Quest Toolkit Guide 6
A spritesheet is one image with many frames in a grid. Engines need to know frame size — or you slice it in your art tool first.
Plan the grid
- Pick frame size first (e.g. 32×32 or 64×64) and stick to it.
- Lay frames left-to-right, top-to-bottom.
- Leave no gaps unless your engine expects padding.
- Keep the sheet width a power of two if old GPUs matter (128, 256, 512).
In Aseprite
- Finish animation on one layer or tagged frames.

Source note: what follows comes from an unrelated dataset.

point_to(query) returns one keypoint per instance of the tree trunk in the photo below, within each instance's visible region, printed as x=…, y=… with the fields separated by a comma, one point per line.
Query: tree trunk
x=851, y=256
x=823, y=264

- File → Export Sprite Sheet.
- Choose rows/columns or best fit.
- Set border and spacing to 0 unless you need it.
- Export PNG.
In LibreSprite or Piskel
Same idea: export sheet as PNG. Note frame width and height — you will type those into Godot, Phaser, or your engine.
Slice an existing sheet
If you downloaded someone else's sheet, measure one cell (width × height), count columns and rows, and trim empty edges in your editor.
In Godot
Import PNG → set Import as Texture → create AtlasTexture or SpriteFrames. Add frames in a grid with your cell size.
In Phaser
this.load.spritesheet('key', 'sheet.png', { frameWidth: 32, frameHeight: 32 }). Match the numbers to your export.
Checklist
- Every frame same size.
- No stray half-pixels on export (use nearest neighbor).
- Write frame size in a README next to the PNG.
- Name files clearly: hero_walk_sheet.png.